S'agissant des concubins, la HALDE a axé son argumentaire sur l'objet de la pension de réversion. « S'il est vrai, avance-t-elle, que la pension de réversion peut s'appréhender [...] comme un droit quasi-patrimonial, acquis par le couple marié en contrepartie du principe de solidarité financière qui lui est imposé par le code civil, elle peut également et valablement être regardée comme une prestation dont l'objet premier est de compenser une rupture matérielle en assurant au compagnon survivant un niveau de vie : plus qu'un droit quasi-patrimonial, la pension de réversion est une assurance sociale », conclut-elle. S'appuyant également sur l'article 14 de la Convention européenne de sauvegarde des droits de l'Homme, la HALDE a donc considéré que, au regard de l'objet que poursuit la pension de réversion, les dispositions incriminées des codes de la sécurité sociale et des pensions civiles et militaires de retraite « sont susceptibles de constituer une discrimination fondée sur la situation de famille » (4). Et recommande donc au gouvernement d'engager dans les six mois « une réflexion sur les conditions dans lesquelles les concubins pourraient se voir ouvrir un droit à pension de réversion ».

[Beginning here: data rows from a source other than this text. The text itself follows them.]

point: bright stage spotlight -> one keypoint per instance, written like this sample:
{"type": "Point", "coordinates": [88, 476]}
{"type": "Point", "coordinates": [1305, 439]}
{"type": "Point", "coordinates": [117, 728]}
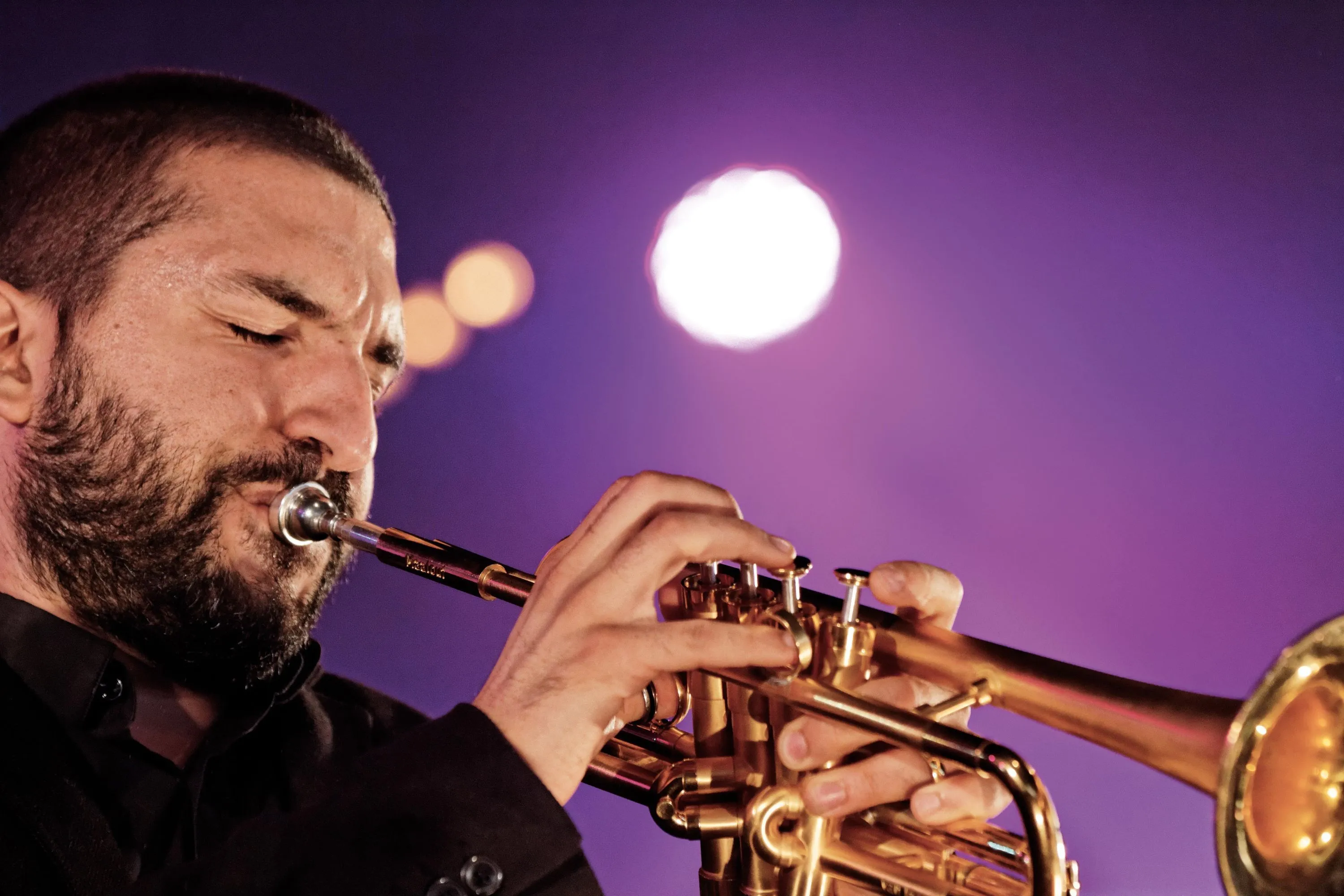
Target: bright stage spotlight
{"type": "Point", "coordinates": [746, 258]}
{"type": "Point", "coordinates": [488, 285]}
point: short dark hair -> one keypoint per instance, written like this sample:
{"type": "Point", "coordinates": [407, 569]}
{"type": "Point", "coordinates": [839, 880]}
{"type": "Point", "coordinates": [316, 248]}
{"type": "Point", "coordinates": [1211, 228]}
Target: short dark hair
{"type": "Point", "coordinates": [80, 175]}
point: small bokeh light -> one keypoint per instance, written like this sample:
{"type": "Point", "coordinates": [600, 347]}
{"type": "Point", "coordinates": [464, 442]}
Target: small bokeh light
{"type": "Point", "coordinates": [746, 257]}
{"type": "Point", "coordinates": [433, 336]}
{"type": "Point", "coordinates": [488, 285]}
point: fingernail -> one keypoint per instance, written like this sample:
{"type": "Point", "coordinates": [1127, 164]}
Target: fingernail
{"type": "Point", "coordinates": [925, 804]}
{"type": "Point", "coordinates": [793, 749]}
{"type": "Point", "coordinates": [827, 796]}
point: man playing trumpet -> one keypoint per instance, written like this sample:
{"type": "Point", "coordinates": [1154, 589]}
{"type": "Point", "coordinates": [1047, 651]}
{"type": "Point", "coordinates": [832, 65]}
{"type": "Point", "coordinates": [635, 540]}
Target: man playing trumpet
{"type": "Point", "coordinates": [199, 310]}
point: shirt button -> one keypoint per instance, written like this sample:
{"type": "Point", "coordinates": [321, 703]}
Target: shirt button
{"type": "Point", "coordinates": [482, 876]}
{"type": "Point", "coordinates": [444, 887]}
{"type": "Point", "coordinates": [111, 688]}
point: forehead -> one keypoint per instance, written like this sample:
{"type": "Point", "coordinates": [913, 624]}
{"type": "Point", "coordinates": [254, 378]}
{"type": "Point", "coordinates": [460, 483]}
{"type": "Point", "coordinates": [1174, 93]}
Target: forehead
{"type": "Point", "coordinates": [280, 217]}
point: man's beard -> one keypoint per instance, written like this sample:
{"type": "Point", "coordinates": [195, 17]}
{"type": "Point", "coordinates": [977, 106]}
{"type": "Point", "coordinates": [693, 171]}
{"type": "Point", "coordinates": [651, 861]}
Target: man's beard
{"type": "Point", "coordinates": [135, 552]}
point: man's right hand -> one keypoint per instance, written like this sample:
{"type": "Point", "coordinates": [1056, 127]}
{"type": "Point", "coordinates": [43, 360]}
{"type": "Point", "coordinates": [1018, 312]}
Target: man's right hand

(1) Délibérations n° 2008-107 à 2008-110 du 19 mai 2008, disp. sur
(3) Même si le critère de l'orientation sexuelle n'est pas explicitement mentionné à l'article 14 de la Convention, celui-ci est, « à n'en pas douter », un critère prohibé par cet article, conformément à la jurisprudence de la Cour européenne des droits de l'Homme, explique la HALDE.
(4) Comme l'orientation sexuelle, la situation familiale n'est pas citée expressément par l'article 14 la Convention, mais peut être considérée comme un critère prohibé par cet article conformément à la jurisprudence européenne.